What are the major findings of this report/article?
- The analysis included over 12 million Hepatitis C antibody test results and 326,603 Hepatitis C RNA test results.
- Comparing Hepatitis C testing volumes from March through July for 2018, 2019 and 2020, the investigators found a statistically significant decline in Hepatitis C antibody testing during the pandemic. The lowest levels of Hepatitis C antibody testing were observed in April 2020—when the testing volume decreased 65.6% compared to the same period in 2018 and 2019.
- Hepatitis C RNA-positive test results also experienced a statistically significant decline during the pandemic, falling by 62% in March 2020.
- The IQVIA data base is estimated to cover 92% of all outpatient retail prescription fills and 78% of all mail-order fills in the U.S. Looking at Hepatitis C treatment prescription fills from January 2018 to July 2020, this analysis found that prescription fills decreased 43% in May 2020, 37% in June 2020, and 38% in July 2020 compared to the corresponding months in 2018 and 2019.
What are the implications for the prevention and control of viral hepatitis?

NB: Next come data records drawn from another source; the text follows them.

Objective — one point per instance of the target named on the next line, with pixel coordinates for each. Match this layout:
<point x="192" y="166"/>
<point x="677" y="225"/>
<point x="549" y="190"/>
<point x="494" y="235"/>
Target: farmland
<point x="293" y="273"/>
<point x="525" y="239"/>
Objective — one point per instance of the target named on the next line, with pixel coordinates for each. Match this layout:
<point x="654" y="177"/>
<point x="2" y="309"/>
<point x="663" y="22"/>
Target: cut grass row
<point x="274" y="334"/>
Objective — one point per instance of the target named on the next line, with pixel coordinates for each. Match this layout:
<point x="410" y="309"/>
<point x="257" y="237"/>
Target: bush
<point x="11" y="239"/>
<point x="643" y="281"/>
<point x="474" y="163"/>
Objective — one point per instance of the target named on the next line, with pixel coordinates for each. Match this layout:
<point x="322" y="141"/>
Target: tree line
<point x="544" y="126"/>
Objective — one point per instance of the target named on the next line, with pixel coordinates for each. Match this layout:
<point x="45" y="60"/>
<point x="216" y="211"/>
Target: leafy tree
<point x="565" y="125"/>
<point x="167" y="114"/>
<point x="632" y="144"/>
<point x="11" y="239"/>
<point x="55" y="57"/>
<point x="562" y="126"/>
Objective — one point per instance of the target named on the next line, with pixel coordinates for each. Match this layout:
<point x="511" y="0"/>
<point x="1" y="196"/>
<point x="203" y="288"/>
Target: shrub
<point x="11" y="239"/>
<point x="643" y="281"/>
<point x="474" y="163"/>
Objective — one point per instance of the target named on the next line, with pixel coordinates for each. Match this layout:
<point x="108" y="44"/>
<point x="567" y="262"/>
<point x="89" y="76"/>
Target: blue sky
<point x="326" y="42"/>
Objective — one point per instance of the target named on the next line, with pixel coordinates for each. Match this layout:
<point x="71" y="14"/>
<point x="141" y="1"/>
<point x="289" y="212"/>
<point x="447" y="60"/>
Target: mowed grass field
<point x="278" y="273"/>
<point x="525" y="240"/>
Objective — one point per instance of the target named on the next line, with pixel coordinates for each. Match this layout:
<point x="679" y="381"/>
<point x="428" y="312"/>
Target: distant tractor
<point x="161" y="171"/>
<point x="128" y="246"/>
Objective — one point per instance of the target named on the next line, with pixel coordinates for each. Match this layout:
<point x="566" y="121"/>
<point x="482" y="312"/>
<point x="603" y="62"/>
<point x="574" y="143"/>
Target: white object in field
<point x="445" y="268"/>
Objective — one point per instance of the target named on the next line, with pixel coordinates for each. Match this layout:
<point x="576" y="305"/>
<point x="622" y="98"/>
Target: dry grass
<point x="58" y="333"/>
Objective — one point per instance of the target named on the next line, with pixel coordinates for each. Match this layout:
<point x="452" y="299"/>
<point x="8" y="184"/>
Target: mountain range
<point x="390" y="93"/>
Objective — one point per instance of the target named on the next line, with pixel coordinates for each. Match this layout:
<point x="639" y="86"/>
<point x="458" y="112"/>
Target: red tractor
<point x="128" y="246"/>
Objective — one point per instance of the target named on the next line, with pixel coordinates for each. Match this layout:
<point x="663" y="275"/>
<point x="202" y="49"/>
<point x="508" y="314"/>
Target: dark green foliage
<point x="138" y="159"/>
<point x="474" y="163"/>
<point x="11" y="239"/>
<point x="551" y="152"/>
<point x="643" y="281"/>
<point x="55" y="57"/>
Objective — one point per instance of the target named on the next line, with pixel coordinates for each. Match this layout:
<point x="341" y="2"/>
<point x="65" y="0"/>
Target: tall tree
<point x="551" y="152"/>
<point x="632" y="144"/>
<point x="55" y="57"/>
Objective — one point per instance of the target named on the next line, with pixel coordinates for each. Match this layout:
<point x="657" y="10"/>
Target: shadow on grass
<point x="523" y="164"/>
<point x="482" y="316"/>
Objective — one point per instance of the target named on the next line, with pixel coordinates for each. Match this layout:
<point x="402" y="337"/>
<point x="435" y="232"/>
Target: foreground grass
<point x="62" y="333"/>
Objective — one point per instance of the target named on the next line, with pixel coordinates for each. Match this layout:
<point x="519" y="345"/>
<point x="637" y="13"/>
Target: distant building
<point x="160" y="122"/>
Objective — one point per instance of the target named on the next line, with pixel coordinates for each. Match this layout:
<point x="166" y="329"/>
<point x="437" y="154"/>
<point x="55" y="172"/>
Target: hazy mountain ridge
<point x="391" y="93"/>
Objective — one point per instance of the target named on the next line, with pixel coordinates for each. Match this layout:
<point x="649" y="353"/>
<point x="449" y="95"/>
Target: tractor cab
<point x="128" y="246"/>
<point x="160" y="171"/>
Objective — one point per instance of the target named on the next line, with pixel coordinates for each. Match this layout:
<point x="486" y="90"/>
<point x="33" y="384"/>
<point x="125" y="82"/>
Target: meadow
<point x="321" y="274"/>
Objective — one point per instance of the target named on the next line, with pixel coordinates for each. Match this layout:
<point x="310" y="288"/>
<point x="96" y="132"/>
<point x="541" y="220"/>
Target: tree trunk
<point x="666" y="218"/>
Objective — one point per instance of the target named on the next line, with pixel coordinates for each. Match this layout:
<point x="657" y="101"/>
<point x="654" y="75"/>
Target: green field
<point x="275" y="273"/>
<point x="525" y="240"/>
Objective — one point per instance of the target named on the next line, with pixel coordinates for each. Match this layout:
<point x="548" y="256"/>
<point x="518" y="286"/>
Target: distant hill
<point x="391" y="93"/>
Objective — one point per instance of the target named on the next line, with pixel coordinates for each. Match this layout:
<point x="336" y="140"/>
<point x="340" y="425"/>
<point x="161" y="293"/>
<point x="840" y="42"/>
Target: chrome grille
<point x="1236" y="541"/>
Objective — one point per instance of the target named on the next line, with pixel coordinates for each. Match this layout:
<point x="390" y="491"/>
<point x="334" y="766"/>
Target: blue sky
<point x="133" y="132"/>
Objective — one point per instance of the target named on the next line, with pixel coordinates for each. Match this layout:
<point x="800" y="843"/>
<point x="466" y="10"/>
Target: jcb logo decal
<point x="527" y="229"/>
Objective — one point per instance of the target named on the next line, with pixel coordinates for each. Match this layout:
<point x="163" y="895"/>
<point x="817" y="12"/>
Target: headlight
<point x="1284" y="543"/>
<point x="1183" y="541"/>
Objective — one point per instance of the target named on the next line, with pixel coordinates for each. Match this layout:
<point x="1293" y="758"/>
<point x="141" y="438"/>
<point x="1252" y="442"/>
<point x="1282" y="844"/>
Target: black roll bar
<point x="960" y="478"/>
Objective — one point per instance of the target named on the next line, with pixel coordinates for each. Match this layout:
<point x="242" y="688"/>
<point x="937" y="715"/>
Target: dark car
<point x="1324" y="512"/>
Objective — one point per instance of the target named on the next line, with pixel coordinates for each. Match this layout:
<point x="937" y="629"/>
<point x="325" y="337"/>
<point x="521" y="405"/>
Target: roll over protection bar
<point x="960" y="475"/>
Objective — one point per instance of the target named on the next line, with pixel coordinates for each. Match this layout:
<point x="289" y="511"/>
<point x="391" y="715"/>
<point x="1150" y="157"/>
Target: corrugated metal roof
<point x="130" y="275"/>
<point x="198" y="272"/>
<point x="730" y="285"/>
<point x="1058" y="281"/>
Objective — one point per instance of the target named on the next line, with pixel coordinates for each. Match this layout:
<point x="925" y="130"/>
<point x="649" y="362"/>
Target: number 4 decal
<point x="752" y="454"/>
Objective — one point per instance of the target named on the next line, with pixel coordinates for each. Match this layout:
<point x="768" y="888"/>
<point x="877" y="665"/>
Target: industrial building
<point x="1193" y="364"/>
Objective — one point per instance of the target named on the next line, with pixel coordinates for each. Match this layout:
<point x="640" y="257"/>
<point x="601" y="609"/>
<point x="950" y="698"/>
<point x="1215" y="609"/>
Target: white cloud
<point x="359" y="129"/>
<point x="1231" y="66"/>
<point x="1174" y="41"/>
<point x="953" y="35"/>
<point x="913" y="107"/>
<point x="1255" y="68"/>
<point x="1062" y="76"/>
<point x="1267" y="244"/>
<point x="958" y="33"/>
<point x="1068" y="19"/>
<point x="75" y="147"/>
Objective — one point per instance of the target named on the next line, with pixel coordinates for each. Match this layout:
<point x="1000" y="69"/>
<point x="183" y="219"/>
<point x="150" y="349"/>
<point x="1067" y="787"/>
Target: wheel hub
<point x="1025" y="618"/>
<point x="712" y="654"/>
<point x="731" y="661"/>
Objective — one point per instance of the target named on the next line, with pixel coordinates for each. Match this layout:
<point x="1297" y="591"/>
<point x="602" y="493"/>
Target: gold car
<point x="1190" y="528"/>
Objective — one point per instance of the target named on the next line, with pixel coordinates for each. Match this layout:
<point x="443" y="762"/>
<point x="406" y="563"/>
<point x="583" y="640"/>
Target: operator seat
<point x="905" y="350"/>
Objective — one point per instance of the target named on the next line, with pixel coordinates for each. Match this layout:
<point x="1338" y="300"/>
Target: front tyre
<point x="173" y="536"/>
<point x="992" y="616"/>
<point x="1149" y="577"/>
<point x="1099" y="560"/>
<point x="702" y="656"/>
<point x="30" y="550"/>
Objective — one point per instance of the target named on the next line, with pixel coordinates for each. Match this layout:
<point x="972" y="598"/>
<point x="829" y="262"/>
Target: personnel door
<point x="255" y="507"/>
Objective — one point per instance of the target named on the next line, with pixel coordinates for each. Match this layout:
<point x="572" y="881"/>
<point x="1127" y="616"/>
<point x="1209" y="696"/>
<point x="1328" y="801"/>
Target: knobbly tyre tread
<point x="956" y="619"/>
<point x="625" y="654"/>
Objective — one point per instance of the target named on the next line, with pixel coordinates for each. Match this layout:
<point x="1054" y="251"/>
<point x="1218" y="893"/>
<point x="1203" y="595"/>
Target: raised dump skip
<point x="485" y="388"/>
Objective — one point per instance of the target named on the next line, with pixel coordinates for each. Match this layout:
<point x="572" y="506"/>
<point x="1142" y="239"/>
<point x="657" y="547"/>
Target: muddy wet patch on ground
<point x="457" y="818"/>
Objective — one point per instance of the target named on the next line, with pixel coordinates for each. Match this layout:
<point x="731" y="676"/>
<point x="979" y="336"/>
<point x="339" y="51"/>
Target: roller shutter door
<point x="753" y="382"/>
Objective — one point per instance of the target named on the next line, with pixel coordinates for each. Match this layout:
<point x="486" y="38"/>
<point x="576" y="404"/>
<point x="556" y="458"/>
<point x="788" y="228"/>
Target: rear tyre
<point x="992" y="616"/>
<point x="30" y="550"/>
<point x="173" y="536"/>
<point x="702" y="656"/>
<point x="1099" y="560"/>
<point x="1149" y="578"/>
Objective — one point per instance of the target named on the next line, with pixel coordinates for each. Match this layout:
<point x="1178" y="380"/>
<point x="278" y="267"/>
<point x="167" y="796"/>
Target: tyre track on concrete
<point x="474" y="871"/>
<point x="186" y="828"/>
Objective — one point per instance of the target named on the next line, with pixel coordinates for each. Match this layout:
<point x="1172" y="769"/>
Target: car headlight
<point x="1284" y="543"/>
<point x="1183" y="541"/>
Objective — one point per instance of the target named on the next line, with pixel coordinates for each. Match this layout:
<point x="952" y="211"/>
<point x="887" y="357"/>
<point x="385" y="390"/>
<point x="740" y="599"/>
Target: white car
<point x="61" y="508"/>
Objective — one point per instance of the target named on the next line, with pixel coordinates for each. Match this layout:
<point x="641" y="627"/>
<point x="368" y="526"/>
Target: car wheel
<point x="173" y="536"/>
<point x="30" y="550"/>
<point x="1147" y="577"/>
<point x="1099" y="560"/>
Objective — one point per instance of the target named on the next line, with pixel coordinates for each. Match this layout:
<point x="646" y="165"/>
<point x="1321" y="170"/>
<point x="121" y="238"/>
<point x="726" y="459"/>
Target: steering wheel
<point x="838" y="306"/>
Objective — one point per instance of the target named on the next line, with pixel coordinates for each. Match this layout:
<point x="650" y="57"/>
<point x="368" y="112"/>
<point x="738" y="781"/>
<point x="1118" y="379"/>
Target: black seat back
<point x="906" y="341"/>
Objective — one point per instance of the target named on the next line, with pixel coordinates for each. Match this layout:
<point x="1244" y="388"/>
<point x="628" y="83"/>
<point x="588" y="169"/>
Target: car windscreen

- Reductions in Hepatitis C testing and in Hepatitis C treatment during the COVID-19 pandemic have the potential to increase Hepatitis C-associated morbidity and mortality as well as increase Hepatitis C transmission (i.e., undiagnosed persons and those who have not been treated and cured of their infection may continue to spread the virus).
- While the level of Hepatitis C antibody testing appeared to approach pre-pandemic levels by late July 2020, Hepatitis C antibody-positive results, Hepatitis C RNA-positive results, and Hepatitis C prescription fills continued to be low compared to 2018 and 2019 levels. As such, efforts to achieve Hepatitis C elimination through early diagnosis and widespread treatment must be redoubled in light of the ongoing COVID pandemic.
- Data on race/ethnicity were not available for this analysis. However, disruptions in Hepatitis C prevention, diagnosis, and treatment resulting from the COVID pandemic have the potential to further widen racial/ethnic disparities.